Esses cargos propiciaram a Maquiavel um extenso conhecimento da política, conscientizando-o da complexidade dos acontecimentos correntes e das deficiências do governo florentino. Suas viagens permitiram-lhe, sem dúvida, se distanciar da Itália e com isso ver melhor os seus problemas. Teve oportunidades de observar ações de papas, reis e líderes militares, aprendendo, assim, a respeito da sutileza política e do uso da força. Pode visualizar a Itália de fora, presenciar as lutas partidárias da península na esfera política internacional, avaliar todas as forças envolvidas que remodelavam os destinos dos Estados Italianos. Sua obra literária fora marcada tanto por precedentes clássicos quanto pela experiência moderna. Afirmamos que o envolvimento de Maquiavel em assuntos políticos, diplomáticos e militares foi decisivo para a formação de seu pensamento. Como secretário, Maquiavel usufruía de grande confiança do gonfaloneiro, cargo vitalício da república, Piero Soderini (1498-1512). No entanto, em 31 de agosto de 1512, quando exércitos espanhóis derrotaram a república, Soderini se rendeu para evitar os saques. Os partidários dos Medici se apoderam dos postos-chave da administração. Em 16 de setembro, destituiu-se o governo republicano. Nesse cenário, Maquiavel foi deposto de suas funções e ficou sem o cargo e impedido de se envolver em ações políticas. No início, acalentava esperanças de ser útil ao novo governo, pois fora um funcionário fiel e competente. Todavia, em 19 de fevereiro de 1513, seu sonho evanesceu, sendo aprisionado e torturado como um conspirador contra os Medici3 3 De acordo com Masters (1999), em 11 de março de 1513, após a morte do papa Júlio II (1445-1513), o cardeal Giovanni de Medici, filho de Florença, torna-se o novo pontífice, assim, em meio ao regozijo dos florentinos, os prisioneiros são anistiados, ficando, então, livre Maquiavel. . Refugiou-se em sua propriedade de Saint'Andrea, valendo-se de sua formação como poeta e literato. Nesse período, escreveu suas obras mais importantes: O Príncipe (1513); os Comentários (1515-17); A Arte da Guerra (1519-20) e A História de Florença (1520/25). Maquiavel morreu em 1527, ano em que Roma foi saqueada pelas forças do imperador Carlos V (1500-1558), do Sacro Império Germânico (BIGNOTTO, 2007).

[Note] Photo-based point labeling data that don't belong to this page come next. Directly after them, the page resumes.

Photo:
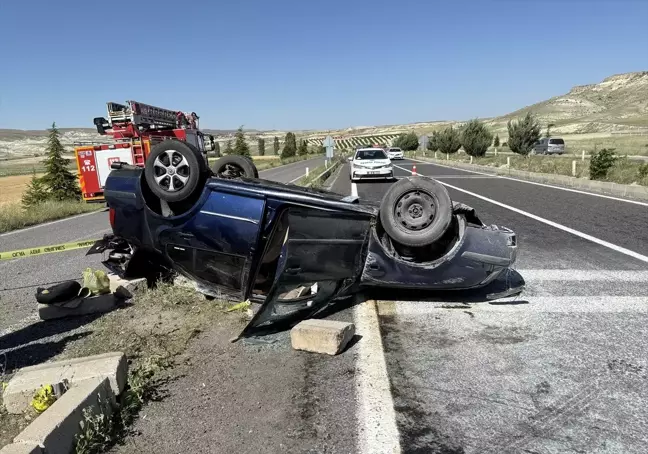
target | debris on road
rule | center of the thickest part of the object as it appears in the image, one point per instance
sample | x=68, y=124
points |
x=322, y=336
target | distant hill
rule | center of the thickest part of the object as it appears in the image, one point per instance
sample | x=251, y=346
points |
x=618, y=104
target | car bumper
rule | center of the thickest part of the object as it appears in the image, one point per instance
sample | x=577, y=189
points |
x=357, y=174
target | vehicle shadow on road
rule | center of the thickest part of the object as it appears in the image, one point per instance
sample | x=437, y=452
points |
x=43, y=329
x=36, y=353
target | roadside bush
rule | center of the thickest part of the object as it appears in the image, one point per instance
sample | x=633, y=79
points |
x=449, y=140
x=290, y=146
x=476, y=138
x=523, y=134
x=407, y=141
x=61, y=184
x=35, y=194
x=601, y=162
x=303, y=148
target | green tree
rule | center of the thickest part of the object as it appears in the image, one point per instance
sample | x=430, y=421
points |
x=60, y=182
x=433, y=141
x=303, y=148
x=261, y=147
x=601, y=162
x=290, y=146
x=35, y=193
x=449, y=140
x=475, y=138
x=276, y=145
x=407, y=142
x=240, y=145
x=523, y=134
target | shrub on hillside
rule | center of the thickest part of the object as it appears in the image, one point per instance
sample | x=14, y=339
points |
x=601, y=163
x=523, y=134
x=407, y=141
x=449, y=140
x=475, y=138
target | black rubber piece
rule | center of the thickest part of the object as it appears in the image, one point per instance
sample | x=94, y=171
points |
x=416, y=211
x=235, y=166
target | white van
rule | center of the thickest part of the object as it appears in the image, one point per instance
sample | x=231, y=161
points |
x=551, y=145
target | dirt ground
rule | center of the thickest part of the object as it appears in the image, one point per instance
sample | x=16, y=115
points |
x=11, y=188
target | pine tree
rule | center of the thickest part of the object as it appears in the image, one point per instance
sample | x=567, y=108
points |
x=303, y=148
x=35, y=193
x=261, y=147
x=523, y=134
x=240, y=145
x=476, y=138
x=61, y=183
x=276, y=145
x=290, y=146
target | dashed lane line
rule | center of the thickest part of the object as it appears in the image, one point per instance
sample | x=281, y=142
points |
x=636, y=202
x=578, y=233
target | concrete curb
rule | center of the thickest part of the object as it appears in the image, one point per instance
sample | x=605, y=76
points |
x=602, y=187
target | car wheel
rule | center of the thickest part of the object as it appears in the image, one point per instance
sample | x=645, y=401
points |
x=173, y=170
x=234, y=166
x=416, y=211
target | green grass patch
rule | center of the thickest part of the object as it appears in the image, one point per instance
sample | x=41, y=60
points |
x=13, y=216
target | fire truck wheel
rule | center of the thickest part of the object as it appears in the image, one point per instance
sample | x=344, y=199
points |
x=174, y=170
x=234, y=166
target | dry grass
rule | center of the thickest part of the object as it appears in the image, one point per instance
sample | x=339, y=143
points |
x=625, y=171
x=13, y=216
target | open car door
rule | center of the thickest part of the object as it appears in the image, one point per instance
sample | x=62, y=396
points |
x=321, y=258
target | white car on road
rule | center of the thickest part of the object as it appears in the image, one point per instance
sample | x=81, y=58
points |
x=370, y=163
x=395, y=153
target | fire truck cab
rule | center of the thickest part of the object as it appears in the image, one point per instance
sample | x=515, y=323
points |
x=135, y=128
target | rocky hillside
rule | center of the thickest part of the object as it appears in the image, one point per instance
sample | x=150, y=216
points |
x=618, y=104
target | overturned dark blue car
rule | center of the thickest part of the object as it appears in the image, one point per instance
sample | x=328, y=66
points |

Nesse contexto de crise, os florentinos, entre eles Maquiavel, se encontravam unidos por uma preocupação comum: o receio de perderem a independência. A perda de Pisa, em 1494, local de suma importância para a atividade comercial de Florença, foi um golpe para os florentinos, levando-os a não mais recobrarem sua autoconfiança. Ameaçados por guerras e outros perigos, difundiu-se a ideia em favor de um governo personificado em uma única família e, depois, em um só homem: o príncipe.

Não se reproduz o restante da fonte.